75. We need only say regarding this part of the case that the plaintiff has failed to establish that any such payment was made to him by way of interest. What does appear from the evidence is that a certain sum of money was sent by the second defendant to the plaintiff’s father-in law for the purpose of discharging a certain debt. The father-in-law made over the money to the plaintiff who thereupon appropriated a sum of Rs. 175 and applied it in the discharge of a debt which was due from himself. There can be no possible plea that this payment was made by the defendant by way of interest.

76. Another plea was taken by the plaintiff for the purpose of extending limitation. He alleged that by arrangement with the defendant No. 2 he occupied a certain house of the defendants on the under standing that the rent was to be Rs. 10 a month and that this rent was to be applied in reduction of the interest owing on the debt due to the plaintiff by the defendant No. 2. This part of the case has also failed for we find no reliable evidence of any such agreement between the parties.

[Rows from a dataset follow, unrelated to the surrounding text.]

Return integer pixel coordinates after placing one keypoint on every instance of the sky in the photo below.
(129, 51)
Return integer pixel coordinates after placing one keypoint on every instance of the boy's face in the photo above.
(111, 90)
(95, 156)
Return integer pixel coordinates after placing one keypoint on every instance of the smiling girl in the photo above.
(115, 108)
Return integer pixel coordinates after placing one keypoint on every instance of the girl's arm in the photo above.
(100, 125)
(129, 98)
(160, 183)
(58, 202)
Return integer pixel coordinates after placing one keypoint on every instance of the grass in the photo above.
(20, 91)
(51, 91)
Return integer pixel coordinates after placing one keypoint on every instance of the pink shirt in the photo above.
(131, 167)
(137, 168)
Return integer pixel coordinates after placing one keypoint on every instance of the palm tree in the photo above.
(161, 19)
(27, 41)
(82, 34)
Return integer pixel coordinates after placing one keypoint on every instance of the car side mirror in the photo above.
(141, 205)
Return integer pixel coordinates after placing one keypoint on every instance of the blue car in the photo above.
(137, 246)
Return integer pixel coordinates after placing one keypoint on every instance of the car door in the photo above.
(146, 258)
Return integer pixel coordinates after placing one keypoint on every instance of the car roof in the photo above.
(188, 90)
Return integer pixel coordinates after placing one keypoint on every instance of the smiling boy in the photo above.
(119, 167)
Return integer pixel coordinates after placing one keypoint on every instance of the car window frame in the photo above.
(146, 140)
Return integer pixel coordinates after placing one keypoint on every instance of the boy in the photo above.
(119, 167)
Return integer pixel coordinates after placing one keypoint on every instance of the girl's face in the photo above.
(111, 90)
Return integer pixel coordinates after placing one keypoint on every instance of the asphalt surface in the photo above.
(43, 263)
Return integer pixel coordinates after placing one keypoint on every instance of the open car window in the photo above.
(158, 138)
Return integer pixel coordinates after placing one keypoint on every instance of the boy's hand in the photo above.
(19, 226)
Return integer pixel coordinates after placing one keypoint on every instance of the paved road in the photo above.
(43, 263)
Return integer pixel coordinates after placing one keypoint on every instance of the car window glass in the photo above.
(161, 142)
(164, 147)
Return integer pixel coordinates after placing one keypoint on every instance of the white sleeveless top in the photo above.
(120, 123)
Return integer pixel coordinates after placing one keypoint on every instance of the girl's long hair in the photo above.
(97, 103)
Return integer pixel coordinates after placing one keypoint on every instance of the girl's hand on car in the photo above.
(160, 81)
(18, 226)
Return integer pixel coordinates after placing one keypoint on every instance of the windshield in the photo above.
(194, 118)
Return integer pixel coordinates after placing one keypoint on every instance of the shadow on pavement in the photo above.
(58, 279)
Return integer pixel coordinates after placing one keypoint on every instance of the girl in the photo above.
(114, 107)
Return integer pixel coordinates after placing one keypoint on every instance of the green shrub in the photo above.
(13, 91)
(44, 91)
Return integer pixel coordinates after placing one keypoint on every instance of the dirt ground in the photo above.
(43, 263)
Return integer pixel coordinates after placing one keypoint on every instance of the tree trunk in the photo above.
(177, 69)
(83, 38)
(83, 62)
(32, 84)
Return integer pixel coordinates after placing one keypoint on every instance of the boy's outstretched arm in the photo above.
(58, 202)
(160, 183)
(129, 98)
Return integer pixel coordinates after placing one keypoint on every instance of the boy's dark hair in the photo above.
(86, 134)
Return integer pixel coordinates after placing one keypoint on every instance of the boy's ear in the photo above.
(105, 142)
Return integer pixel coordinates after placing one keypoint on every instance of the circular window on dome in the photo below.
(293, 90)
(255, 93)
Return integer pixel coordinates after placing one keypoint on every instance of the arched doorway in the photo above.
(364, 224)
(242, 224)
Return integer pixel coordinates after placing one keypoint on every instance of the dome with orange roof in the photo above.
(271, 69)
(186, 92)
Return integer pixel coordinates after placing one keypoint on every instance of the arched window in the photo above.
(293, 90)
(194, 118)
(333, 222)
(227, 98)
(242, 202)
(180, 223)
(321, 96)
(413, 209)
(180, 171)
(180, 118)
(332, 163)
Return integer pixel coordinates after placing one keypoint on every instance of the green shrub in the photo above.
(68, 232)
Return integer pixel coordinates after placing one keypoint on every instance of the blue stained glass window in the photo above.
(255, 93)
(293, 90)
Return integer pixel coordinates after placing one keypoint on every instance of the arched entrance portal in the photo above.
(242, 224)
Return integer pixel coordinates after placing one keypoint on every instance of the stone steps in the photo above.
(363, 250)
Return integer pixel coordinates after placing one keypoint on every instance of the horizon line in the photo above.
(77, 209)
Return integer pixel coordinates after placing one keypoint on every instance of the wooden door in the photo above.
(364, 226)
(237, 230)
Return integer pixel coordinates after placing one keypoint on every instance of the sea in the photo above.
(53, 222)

77. We now come to the end of the case, and our finding, therefore, is that the appeal ought to be allowed to the extent which we have already indicated. We, therefore, accept the appeal and, setting aside the decree of the Court below, direct that a decree be given to the plaintiff a gainst both defendants for the return of the three ornaments which are specified in list B attached to the plaint; in case the ornaments are not returned the plaintiff will be entitled to a decree for Rs. 5,000 (rupees five thousand) with proportionate costs in the Court below and in this Court including fees on the higher scale. We fix a period of one month from the date of this Court’s decree for the return of the ornaments to the plaintiff; in default of their return within the time allowed the plaintiff will be entitled to execute the decree for Rs. 5,000.

78. As regards the defendant’s costs we thick it right to say that, in view of his conduct, he is not entitled to any costs either here or in the Court below and we order accordingly.

79. We wish to note in conclusion that the task of trying this appeal has been rendered unusually difficult on account of the gross inaccuracy of the translations which appear in the printed book. This is a matter which we propose to bring to the notice of the learned Chief Justice by means of a separate note.